A participação do público eventualmente fica localizada da mesma forma na ampliação da ação planejada, como a de outros coletivos, artistas e até de profissionais de outros grupos específicos, podendo considerar- se como proposta duchampiana de que todos podem fazer arte.
Os coletivos de arte têm um embate central contra o sistema de arte como uma das propostas de distanciamento de algumas lógicas que sustentam o sistema, evidenciando o propósito de oferecer opção àqueles que, ideologicamente, não aceitam as suas regras. No limite, estão a propor meios viáveis de rompimento com o sistema nas ações de não aceitação das imposições já esgotadas da produção de mercadorias para especulações diversas a que o mercado está vinculado.
Isto não é garantia de uma solução definitiva, mas é, certamente, uma proposta de caminho para aqueles que já podem compreender as evidências do esgotamento dos métodos tradicionais e suas técnicas diversas; seus mitos construídos; as tentativas de manutenção do mercado do ‘status’ das superestruturas políticas e econômicas, sobre a prevalência de críticos especialistas em valor de troca e de venda acima do desejo do artista alienado, pela função de produtor de mera mercadoria; do valor intrínseco do conteúdo artístico daquilo que a obra apontaria se a liberdade criativa fosse conquistada e, finalmente, da aproximação do objeto, sob domínio da estrutura comercial comum de mercado, com a indústria cultural, como validadores do sentido de um objeto como artístico e merecedor de vencer todas as etapas aqui apontadas.
 Ao optar pelo processo coletivo, entre outras coisas, o conjunto de artistas e não artistas estariam criando fatores de complexibilização para o mercado, provocando a reavaliação de todos, desconstruindo algumas lógicas estratégicas. O coletivo pode, pelo próprio processo, desvincular-se do objeto posto como um fim, proporcionando ampliação das possibilidades de tudo que se pretende denominar arte.

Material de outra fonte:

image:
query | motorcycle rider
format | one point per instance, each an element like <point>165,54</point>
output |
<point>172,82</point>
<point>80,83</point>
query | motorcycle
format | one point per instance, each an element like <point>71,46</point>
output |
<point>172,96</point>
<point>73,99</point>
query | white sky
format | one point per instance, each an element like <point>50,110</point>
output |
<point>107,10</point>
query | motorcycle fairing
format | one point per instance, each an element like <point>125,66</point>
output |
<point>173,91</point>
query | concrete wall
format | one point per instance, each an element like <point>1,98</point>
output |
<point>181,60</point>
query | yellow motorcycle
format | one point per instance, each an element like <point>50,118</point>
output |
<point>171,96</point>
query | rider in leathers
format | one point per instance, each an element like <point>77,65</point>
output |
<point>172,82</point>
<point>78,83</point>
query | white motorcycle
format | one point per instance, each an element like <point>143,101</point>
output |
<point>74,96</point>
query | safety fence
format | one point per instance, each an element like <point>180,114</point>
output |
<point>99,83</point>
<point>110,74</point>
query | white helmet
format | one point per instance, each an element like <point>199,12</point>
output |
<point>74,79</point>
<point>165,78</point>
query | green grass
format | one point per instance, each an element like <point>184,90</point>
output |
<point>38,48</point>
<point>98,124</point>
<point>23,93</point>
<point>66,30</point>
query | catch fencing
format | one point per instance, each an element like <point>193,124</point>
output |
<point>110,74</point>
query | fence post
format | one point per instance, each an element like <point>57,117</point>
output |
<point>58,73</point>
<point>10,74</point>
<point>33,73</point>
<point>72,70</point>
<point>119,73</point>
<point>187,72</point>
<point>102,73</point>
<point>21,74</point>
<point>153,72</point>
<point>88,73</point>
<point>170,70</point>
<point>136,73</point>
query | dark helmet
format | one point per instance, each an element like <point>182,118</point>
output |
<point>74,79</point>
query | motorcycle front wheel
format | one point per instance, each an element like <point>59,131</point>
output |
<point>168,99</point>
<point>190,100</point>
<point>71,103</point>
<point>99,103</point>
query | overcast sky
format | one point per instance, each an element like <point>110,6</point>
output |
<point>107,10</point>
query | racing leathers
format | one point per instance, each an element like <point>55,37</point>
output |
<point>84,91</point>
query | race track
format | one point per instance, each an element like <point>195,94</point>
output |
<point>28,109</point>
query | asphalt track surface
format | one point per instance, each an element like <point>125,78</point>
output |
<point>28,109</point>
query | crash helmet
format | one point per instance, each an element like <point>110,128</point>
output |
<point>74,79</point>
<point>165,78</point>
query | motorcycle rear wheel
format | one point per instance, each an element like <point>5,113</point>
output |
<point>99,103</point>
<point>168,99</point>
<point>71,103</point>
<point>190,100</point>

Os coletivos de arte já detêm as formas de validação de críticos, Estados, academias, ideologias sociais e políticas, ao defender para si a liberdade, proporcionando novos formatos e proposições só possíveis pelas trocas, entre artistas, não artistas e outros coletivos que, por coerência, projetará valores mais densos aos conteúdos das coisas geradas que escaparão do mito do mercado como único validador da produção, material e imaterial dos artistas.

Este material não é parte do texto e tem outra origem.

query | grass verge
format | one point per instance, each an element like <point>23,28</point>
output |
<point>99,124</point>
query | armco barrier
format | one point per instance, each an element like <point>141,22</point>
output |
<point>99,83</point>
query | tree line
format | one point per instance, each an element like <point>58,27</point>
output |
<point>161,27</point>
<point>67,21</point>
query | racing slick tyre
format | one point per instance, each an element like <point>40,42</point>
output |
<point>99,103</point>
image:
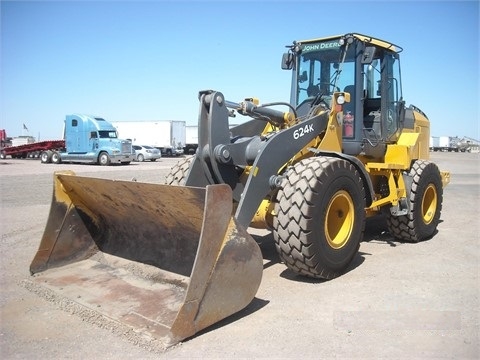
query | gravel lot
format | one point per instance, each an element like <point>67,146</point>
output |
<point>398,300</point>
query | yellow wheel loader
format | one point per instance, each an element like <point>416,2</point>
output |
<point>169,260</point>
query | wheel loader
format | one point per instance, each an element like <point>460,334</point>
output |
<point>167,260</point>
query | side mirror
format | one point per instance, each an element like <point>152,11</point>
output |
<point>368,55</point>
<point>302,78</point>
<point>287,61</point>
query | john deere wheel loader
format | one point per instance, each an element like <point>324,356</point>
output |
<point>169,261</point>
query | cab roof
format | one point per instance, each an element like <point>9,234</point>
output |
<point>365,38</point>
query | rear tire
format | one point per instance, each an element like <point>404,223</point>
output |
<point>320,217</point>
<point>178,173</point>
<point>425,205</point>
<point>56,159</point>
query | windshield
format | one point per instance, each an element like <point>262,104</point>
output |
<point>322,70</point>
<point>105,134</point>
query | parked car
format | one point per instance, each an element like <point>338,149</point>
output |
<point>145,152</point>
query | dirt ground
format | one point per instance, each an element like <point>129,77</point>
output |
<point>398,300</point>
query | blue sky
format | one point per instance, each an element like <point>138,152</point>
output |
<point>147,60</point>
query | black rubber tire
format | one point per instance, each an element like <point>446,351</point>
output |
<point>178,173</point>
<point>56,159</point>
<point>314,190</point>
<point>104,159</point>
<point>46,157</point>
<point>425,205</point>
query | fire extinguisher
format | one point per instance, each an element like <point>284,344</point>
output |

Cabe ao crítico preparar-se diante de uma nova realidade para conseguir se posicionar em padrões éticos (portanto estéticos) para realizar seu trabalho de forma a estar pronto para a aceitação e não a negação do novo, para a compreensão e não o congelamento do velho e preparar-se; porque o fim da História da Arte não pode ser argumento de cansaço, acomodação e de entrega ao Capital.

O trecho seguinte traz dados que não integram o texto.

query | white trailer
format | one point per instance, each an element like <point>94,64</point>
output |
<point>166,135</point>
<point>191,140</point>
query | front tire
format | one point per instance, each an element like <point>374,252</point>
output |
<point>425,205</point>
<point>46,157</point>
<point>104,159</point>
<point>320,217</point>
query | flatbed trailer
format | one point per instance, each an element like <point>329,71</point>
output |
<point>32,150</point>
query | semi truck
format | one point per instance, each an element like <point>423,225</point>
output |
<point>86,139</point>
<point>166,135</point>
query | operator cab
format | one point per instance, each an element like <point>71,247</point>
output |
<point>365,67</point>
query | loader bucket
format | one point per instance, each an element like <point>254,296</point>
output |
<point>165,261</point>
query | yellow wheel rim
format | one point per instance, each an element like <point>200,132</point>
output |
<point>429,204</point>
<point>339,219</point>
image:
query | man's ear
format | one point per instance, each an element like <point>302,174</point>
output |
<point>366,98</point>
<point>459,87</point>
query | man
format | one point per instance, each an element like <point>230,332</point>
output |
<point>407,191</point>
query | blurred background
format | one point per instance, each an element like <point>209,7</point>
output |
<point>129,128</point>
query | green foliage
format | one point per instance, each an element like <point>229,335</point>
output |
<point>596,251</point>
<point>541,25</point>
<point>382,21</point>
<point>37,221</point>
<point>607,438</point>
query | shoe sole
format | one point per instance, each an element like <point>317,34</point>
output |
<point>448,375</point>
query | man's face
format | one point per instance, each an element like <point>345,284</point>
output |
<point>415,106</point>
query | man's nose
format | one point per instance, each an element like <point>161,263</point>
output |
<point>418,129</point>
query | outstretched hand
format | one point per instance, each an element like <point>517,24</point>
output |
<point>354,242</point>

Não mesmo, pois a arte não necessita de nenhuma estrutura decadente. Muito ao contrário.

ROGÉRIO GUIRAUD

Arquiteto, membro do Coletivo ARTIXX / passauna@hotmail  - / artixxaoarlivre.blogspot.com/

(1)     Micah Carboneau é um jovem amigo, de 29 anos que, depois de uma experiência humanitária na Romênia, está na África portuguesa para, como ele explica, diminuir o ódio que há no mundo aos americanos, ao tentar passar para todas as pessoas que o povo americano é diferente dos seus políticos, encarnados em G. Bush e outros, republicanos (!). Este texto ele enviou-me para responder uma pergunta sobre como explica essa ação pessoal, especialmente quando ele encontra em Deus e na religião a justificativa da morte de um filho de uma americana nascido morto em função dos precários serviços de um hospital moçambicano à Igreja Pentecostal que ele pertence. Na carta ele fala da cerimônia em uma Igreja Católica após ter conversado com a mãe do bebê falecido. Escolhi o trecho que mostra a escolha consagrada pelo Micah de uma explicação baseada na repetição sem vínculo com a inteligência!